L: 10/23/16, a Sunday in Cashiers. Katie and I hiked Whiteside Mtn and stared at the fiery colors on peak weekend.
C: 1/23/16, winter dusk in Daniel Square. I was probably walking back from my car when I snapped this. The trees are so tall. I remembered there's blue sky between branches.
R: 3/4/16, Friday afternoon in the Botanical Gardens. Syd, Meg and I went to shoot film on a *dreamy secret path*. The pines accentuate our human smallness, in a good way.

sugar maple

If you've found yourself here reading these words, welcome to trees: a series! This is 1 of 3 pieces I'll be sharing over the next three weeks. These words are inspired by two things: firstly, I've been praying for a heightened sense of curiosity lately, and as a result I've found myself attentively lost in thought on most days. Secondly, my time in college is drawing near its end; as chapters close, I tend to spend time reflecting and savoring the ways I've become who I am. And, all the photos you'll see come from days I've spent as a student at Clemson University, both at home and on trips. 

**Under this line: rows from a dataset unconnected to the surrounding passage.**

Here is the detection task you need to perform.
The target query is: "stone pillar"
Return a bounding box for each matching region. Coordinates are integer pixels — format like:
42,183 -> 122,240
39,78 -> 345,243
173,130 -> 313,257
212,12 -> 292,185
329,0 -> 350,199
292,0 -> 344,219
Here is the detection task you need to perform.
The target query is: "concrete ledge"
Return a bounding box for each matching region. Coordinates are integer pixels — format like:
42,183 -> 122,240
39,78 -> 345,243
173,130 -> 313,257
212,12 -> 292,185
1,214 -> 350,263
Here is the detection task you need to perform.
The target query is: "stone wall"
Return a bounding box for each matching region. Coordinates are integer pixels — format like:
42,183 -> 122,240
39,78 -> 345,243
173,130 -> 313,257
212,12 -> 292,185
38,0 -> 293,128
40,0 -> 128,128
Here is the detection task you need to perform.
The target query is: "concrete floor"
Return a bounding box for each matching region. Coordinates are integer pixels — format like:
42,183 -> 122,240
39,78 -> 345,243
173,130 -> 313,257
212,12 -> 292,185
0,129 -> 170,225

This piece in particular was mostly written on May 6, 2016, brought to life by the tree photographed at the bottom, 'Blue Skies' by Noah & the Whale, and time that preceded a summer of re:demption. Sad yet hopeful, like a good Sleeping at Last song. Ok enough intro: enjoy 'trees I'!


I drove the familiar route today. Reversed from the corner spot and chugged over the two speed-bumped hill like it'd been a lifelong ritual. A right turn, and there it stood tall. I had to squint, for the sun, but it was plain as day: the tree that's taught me all year long.

My careless mind has yet to determine its genus, its species. I know it stands thick at the root, flimsy branches spreading wide, casting shade and shadow. Now leaves are green, just as when I arrived. There's no trace of the orangey red explosion from November, nor the sudden barrenness that followed.

Those branches were bare for months. Birds began chirping, green returning left and right, save this tree. It stood tall, sinewy, and empty still. "All's made beautiful in its time," I'd whisper to myself as I passed, left empty by a figurative winter of my own, coinciding with the air's cold bite.

I passed by, eyes gazing out the window, marveling at the cycle. As if nothing had ever changed, as if the leaves had been there all along, prominent and bright and abundant.

Despite what appears, the tree's aged, weathered. As have I. This year's undoubtedly taken its lot and then some for the both of us. My chest tightens at the thought. I've lost grasp on what I thought I knew and so much is shattered. All the while, rubble's salvageable, leaves grow back.

'Once more, the darkness will leave this house. I will paint my poems blue with the color of our sky.' - Simin Behbahani

It's the stark contrast of You against the black, green after the grey, that beckon me forward. Forward where? Wish I had an answer, a map dot, an anything.

Reliance, dependence, trust.

I'll echo until doubt melts: I. Trust. You.

WWLT: Harbor and Home

L: 12/22/15, a day trip to Bluffton. Katie and I walked around Old Towne. It was overcast and warm for winter. We had nitro coffee and sat on the dock as birds flew overhead. 
C: 10/23/15, my favorite tree. It catches fire in the fall, and its leaves delay in spring's return. This tree (I've since looked up its genus!) is the inspiration behind the writing above.
R: 1/2/16, Rich Mtn. Brianna and I drove up an icy mountain to celebrate a new year. I remember standing on the fire tower, cold wind biting my face, thinking of H. D. Thoreau.